The standard form of an ellipse with a horizontal major axis is:
(x - h)^2/a^2 + (y - k)^2/b^2 = 1
Where (h, k) are the coordinates of the center of the ellipse, 'a' is the distance from the center to the vertices along the major axis, and 'b' is the distance from the center to the vertices along the minor axis.
Comparing this with our equation, we have:
(x - 0)^2/7^2 + (y - 0)^2/(√(5)^2) = 1
Simplifying, we have:
x^2/49 + y^2/5 = 1
Now we can identify the values for 'a' and 'b':
a = 7
b = √5
To find the coordinates of the vertices, we can use the center of the ellipse, which is (h, k) = (0, 0). The vertices are located 'a' units to the right and left of the center along the major axis. Therefore, the vertices are:
Vertex 1: (h + a, k) = (7, 0)
Vertex 2: (h - a, k) = (-7, 0)
So, the vertices of the ellipse are (7, 0) and (-7, 0).

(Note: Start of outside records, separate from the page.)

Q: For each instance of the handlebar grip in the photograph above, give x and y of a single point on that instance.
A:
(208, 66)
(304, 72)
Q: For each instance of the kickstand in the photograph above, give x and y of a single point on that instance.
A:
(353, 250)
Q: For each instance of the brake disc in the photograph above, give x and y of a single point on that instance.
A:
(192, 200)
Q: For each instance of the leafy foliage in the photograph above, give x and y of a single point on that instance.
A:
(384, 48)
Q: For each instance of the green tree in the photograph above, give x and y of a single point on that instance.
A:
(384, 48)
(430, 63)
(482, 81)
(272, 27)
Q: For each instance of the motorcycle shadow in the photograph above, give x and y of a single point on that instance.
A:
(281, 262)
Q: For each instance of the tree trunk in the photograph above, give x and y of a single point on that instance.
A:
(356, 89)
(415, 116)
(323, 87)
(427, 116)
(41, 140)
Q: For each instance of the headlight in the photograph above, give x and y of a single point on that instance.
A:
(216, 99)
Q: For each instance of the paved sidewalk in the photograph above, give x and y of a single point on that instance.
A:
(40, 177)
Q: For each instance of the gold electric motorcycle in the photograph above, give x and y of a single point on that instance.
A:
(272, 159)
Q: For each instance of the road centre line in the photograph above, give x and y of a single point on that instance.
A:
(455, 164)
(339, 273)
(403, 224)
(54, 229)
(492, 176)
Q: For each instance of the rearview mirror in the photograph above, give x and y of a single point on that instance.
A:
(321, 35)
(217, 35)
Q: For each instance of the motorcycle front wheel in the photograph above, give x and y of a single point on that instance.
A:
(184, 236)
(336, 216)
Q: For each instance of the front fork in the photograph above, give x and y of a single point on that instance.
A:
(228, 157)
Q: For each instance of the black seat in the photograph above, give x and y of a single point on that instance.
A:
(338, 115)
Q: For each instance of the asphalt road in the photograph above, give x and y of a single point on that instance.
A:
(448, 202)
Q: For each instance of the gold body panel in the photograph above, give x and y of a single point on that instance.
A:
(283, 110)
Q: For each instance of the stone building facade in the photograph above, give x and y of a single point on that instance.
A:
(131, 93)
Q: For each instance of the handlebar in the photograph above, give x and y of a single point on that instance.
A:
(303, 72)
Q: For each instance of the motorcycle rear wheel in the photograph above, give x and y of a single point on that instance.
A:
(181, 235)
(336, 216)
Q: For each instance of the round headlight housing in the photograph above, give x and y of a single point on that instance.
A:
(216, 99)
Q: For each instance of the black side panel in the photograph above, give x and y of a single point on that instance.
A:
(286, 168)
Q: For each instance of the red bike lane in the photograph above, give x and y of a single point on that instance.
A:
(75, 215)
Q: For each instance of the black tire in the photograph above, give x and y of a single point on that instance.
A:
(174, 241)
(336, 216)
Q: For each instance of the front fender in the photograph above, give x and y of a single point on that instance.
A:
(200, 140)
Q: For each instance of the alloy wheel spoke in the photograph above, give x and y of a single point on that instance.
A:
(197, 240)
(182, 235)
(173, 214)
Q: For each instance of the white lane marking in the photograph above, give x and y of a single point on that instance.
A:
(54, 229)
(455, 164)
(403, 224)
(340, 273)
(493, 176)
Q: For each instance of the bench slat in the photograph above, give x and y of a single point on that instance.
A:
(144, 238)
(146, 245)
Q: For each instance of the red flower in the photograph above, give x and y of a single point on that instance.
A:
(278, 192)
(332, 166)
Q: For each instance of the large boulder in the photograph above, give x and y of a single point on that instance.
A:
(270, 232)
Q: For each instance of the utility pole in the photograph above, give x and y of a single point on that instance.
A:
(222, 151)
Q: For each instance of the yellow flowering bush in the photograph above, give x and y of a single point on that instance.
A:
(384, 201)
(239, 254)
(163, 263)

To find the foci of the ellipse, we can use the following formula:
c = √(a^2 - b^2)
Plugging in the values we found earlier, we have:
c = √(7^2 - (√5)^2)
c = √(49 - 5)
c = √44
So, the distance from the center to each focus is √44.
The coordinates of the foci are located 'c' units to the right and left of the center along the major axis. Therefore, the foci are:
Focus 1: (h + c, k) = (√44, 0)
Focus 2: (h - c, k) = (-√44, 0)
So, the foci of the ellipse are (√44, 0) and (-√44, 0).